La difficile articulation entre des questions environnementales et la simple survie de populations entières est une question délicate dans bien des pays du Sud. Le dumping écologique entre pays ayant des normes contraignantes et d’autres pouvant s’affranchir de toute législation sur ce sujet est une réalité qui a des conséquences sur l’emploi dans le cadre d’un marché mondial globalisé. Faut-il pour autant réautoriser l’industrie chimique à rejeter comme elle l’entend divers produits dans les fleuves et rivières ? À l’évidence non. Pourtant la petite musique qui consiste à baisser la garde sur ces questions devant le défi majeur du chômage se propage en France de manière croissante. Emploi et écologie, en apparence au moins, ne relèvent pas de la même temporalité. Les problèmes liés à la question du réchauffement climatique apparaissent lointains et diffus, quand la fermeture d’une usine ou la crise d’un secteur industriel poussent à des solutions immédiates.
Face à la gronde toujours redoutée des pêcheurs, on sait le gouvernement embarrassé par la question des quotas de pêche. Mais le dossier breton prend des proportions hallucinantes et passe à côté de l’essentiel, la remise à plat d’un modèle productiviste à bout de souffle. Avec « Le pacte d’avenir pour la Bretagne », lancé par le Premier ministre, Jean-Marc Ayrault, pour tenter de trouver des solutions à la crise économique et sociale que traverse la Bretagne, le gouvernement poursuit une politique de gribouille à la petite semaine. Ce pacte consacre à la région une enveloppe de 2 milliards d’euros, dont près de 1 milliard pour un plan en faveur du secteur agroalimentaire, en pleine crise. L’agriculture et les industries agroalimentaires bretonnes, notamment la filière porcine et avicole, se sont pourtant développées sur la base de production de masse de produits peu valorisés, destinés en partie à l’’exportation. Cette production est aujourd’hui fortement concurrencée par les pays émergents ou par des pays de l’’Union européenne qui, comme l’Allemagne ou le Danemark, pratiquent un dumping social en employant massivement des salariés d’’Europe centrale et orientale sous-payés en utilisant les failles de la directive européenne sur le détachement des travailleurs. Loin d’essayer de pérenniser un modèle désastreux, la solution consiste à mettre en oeuvre un plan de reconversion de l’’industrie agroalimentaire bretonne. Celui-ci devrait être basé sur un élevage et une agriculture plus respectueuse de l’environnement et des hommes, pour des produits de meilleure qualité, la relocalisation de la transformation, la fin de la concentration des outils de travail et une juste rémunération du travail salarié et paysan.

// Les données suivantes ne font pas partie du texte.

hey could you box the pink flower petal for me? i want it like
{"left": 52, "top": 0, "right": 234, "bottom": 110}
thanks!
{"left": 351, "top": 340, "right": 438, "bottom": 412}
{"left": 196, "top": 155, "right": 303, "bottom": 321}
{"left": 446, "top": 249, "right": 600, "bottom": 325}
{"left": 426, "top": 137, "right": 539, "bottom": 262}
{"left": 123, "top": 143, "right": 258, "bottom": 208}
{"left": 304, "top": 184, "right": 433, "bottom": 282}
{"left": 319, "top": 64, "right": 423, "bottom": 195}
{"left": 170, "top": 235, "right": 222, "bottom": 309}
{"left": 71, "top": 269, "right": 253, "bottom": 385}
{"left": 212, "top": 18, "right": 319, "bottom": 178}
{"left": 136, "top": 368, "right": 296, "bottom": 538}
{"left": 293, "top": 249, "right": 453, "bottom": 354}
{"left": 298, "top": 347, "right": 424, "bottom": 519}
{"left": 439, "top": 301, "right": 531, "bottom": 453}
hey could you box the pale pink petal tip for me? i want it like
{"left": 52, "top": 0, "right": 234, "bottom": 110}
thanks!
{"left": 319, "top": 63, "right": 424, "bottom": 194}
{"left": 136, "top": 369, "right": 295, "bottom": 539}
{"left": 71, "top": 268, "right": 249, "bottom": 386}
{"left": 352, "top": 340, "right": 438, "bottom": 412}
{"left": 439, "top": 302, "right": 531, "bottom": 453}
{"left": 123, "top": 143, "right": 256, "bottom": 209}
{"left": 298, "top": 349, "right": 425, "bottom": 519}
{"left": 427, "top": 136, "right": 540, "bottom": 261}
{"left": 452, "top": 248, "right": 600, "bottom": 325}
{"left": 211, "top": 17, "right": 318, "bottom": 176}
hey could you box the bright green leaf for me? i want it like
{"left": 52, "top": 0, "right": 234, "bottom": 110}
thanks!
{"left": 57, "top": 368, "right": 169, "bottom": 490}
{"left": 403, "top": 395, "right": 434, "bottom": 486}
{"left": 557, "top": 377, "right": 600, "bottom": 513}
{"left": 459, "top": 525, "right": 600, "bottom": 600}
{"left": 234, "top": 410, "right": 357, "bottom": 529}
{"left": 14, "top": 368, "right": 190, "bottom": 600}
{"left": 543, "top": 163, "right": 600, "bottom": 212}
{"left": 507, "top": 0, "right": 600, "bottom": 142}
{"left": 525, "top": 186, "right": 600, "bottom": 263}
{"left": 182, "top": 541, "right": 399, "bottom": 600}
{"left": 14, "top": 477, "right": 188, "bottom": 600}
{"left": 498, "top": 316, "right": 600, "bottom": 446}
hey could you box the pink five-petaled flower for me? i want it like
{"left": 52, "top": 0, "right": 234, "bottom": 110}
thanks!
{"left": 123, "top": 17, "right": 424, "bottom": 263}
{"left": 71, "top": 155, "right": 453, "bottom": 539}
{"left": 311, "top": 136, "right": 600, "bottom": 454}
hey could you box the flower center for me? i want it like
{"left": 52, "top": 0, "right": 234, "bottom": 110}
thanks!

Le mal nommé « pacte d’avenir » du gouvernement n’en a donc aucun. Il s’affranchit de tous les problèmes écologiques et n’apporte aucune solution économique. Simple manoeuvre dilatoire pour obtenir un répit politique, il démontre une nouvelle fois l’incapacité de ce gouvernement à sortir des sentiers battus et à se tourner vers l’avenir.